This article has participated in the good article call order activity, click to see: back end, big front end double track submission, 20,000 yuan prize pool for you to challenge!

preface

As a developer engaged in SEO work for a long time, the original resources of the website is our capital, but it is difficult to avoid being other crawlers, all crawl away within a few hours, and the game between the crawlers has become a lasting tug of war. In the long-term game, a practical anti-crawler method is also summarized. Although it can not guarantee to prevent 100% of the crawlers, it can also prevent most of the crawlers, or increase the collection cost of the crawlers.

Crawler identification

There are two main identifiers to identify crawlers:

1, user-agent, user header information, normal user access will have browser information, for example

Mozilla / 5.0 (Macintosh; Intel Mac OS X 10_15_7) AppleWebKit/537.36 (KHTML, like Gecko) Chrome/90.0.4430.212 Safari/537.36Copy the code

When a crawler makes a request, if there is no deliberate forgery, it will carry the language identifier used. For example, the python request header is:

Python - requests / 2.25.1Copy the code

If ‘user_agent’ in the php.ini configuration file is open, it will be ‘PHP’. If ‘user_agent’ is not open, it will not be ‘user-agent’

User-agent forgery should be the simplest and cost zero, so unless it is very obvious to intercept directly, it is generally not restricted according to this.

2. IP, user access will carry user IP, we can judge whether the same IP is a crawler according to the number of visits in a short period of time, of course, IP can also use proxy IP forgery.

Website Crawler Warning

The main use of Kafka’s high concurrency and stability features, without affecting the premise of the service, to achieve access statistics. The redis ordered list can be used to calculate the IP addresses with the highest traffic volume within the specified period to achieve the purpose of warning. Take the PHP website as an example

1. Judge whether the user IP is in the Redis collection of prohibited IP at the entrance of the website program

$ip = Tools::getClientIp();
$res = $redis->get('ip:f:' . $ip);
if ($res) {
    return false;
}
Copy the code

Tools::getClientIp()

public static function getClientIp()
{
    $ip = ' ';
    if (getenv('HTTP_CLIENT_IP')) {
        $ip = getenv('HTTP_CLIENT_IP');
    } else if (getenv('HTTP_X_FORWARDED_FOR')) {
        $ip = getenv('HTTP_X_FORWARDED_FOR');
        $ips = explode(', '.$ip);
        $ip = $ips[0];
    } else if (getenv('REMOTE_ADDR')) {
        $ip = getenv('REMOTE_ADDR');
    }
    return $ip;
}
Copy the code

Push valid IP addresses to the Kafka message queue. No Kafka can also, you can use other message queues, such as RabbitMq, but because it is a website entry, concurrency is relatively large, Kafka in stability and processing large concurrency has greater advantages, so choose Kafka.

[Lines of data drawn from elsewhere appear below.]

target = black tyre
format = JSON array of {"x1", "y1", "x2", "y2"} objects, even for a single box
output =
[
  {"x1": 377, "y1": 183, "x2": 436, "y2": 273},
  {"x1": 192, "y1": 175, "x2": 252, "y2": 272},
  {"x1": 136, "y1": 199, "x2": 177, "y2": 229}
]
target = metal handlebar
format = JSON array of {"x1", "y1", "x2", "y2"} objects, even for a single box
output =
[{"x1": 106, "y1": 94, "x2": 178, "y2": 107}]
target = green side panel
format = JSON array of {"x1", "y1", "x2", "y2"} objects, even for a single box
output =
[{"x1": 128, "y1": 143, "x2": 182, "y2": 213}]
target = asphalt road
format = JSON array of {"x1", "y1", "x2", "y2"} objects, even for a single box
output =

3, in the Kafka consumer program, will receive the user IP pushed to Redis in the unit of hours for the ordered collection, this step is mainly for the statistics of each time period, the most visited IP, through human observation or script timing statistics, illegal IP or send email reminder.

/ / set the key
$key = 'list:' . date('YmdH');
$redis->zincrby($key.1.$ip);
Copy the code

Next, use the Redis funnel to add limits on the access rate of abnormal IP addresses.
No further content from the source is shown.